Authors and Alchemy

It’s hard to concentrate. I always get a little overexcited at Christmas anyway, but this year there’s the book to think about, too. ‘Hearts and Minds: the Untold Story of the Great Pilgrimage and How Women Won the Vote’ is out on 11 January. I’ve recently received the first finished copies from my publisher: I love the earthy, muted colours and the sense of dynamism on the cover. The book feels good to handle, and I’ve even got colour pictures. Never had those before!

I relish this part of the writing and publishing process. Sure, the research phase is exciting and the writing satisfyingly intense.  But then comes the awful imposter-syndrome moment when the typescript goes off to be read by someone else for the first time (have I been deluding myself these past 2 years? Has my bluff finally been called?). The production phase is necessarily quite nit-picky and fiddly, and it’s nerve-wracking reading the proofs. All that’s behind me now. It’s done and I can hold that idea I had right at the beginning, turn the pages, feel its weight. A strange alchemy.

Now, just for a short week or two, everything is possible. None of the reviews has come out yet – except wonderful comments by people to whom we sent proof copies (Shirley Williams calls it ‘a brilliant, witty and moving account of this remarkable and rare bit of our history’). The events page on this blog is filling up with juicy engagements, from ‘Start the Week’ on BBC Radio 4 (8 January) to Literary Festivals all over the UK, public lectures at the LSE, Westminster, the National Archives and around the country; with deadlines for features in newspapers and magazines; all exciting, daunting, full of promise.

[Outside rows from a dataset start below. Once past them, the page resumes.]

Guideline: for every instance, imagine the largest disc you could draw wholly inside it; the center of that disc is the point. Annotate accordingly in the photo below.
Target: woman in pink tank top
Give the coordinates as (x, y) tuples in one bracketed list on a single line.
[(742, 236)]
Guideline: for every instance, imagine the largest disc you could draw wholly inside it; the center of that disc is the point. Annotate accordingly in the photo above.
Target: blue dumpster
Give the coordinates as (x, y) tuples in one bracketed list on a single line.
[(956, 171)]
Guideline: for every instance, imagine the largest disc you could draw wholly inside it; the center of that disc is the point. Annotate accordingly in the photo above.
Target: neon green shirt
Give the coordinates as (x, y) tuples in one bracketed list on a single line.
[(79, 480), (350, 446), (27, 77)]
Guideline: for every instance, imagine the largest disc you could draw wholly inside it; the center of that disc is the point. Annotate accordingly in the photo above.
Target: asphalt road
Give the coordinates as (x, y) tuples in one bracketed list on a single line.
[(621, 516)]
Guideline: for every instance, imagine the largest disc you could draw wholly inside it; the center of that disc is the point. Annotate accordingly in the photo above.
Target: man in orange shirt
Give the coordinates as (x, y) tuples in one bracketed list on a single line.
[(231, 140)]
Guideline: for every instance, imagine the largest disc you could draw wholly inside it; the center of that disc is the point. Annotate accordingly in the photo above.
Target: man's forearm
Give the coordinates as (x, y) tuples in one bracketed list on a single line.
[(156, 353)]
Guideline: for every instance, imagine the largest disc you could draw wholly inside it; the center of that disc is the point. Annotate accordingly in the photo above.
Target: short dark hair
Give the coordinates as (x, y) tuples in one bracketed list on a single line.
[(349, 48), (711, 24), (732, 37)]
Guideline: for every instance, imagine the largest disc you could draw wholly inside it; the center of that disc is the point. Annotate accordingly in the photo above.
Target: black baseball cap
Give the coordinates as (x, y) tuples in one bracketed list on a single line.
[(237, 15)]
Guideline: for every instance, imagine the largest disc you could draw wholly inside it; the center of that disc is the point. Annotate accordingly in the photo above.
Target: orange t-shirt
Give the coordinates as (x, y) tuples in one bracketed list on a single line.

In three weeks reality will hit, and there will be nothing I can do to protect this lively offspring. That’s the worst bit of the process. I won’t worry, though (she says, determinedly) because I have complete confidence in the characters who people ‘Hearts and Minds’. My ‘pilgrims’ changed the world step by step; with courage, determination and an infectious sense of joy they marched together towards democracy – facing unimaginable opposition – in the name of peace, freedom and natural justice. All I have to remember during the next few weeks is that this book is not about me but about them.

It’s been a privilege to have travelled with these unsung heroines and heroes for the past couple of years. I hope you enjoy their company, too.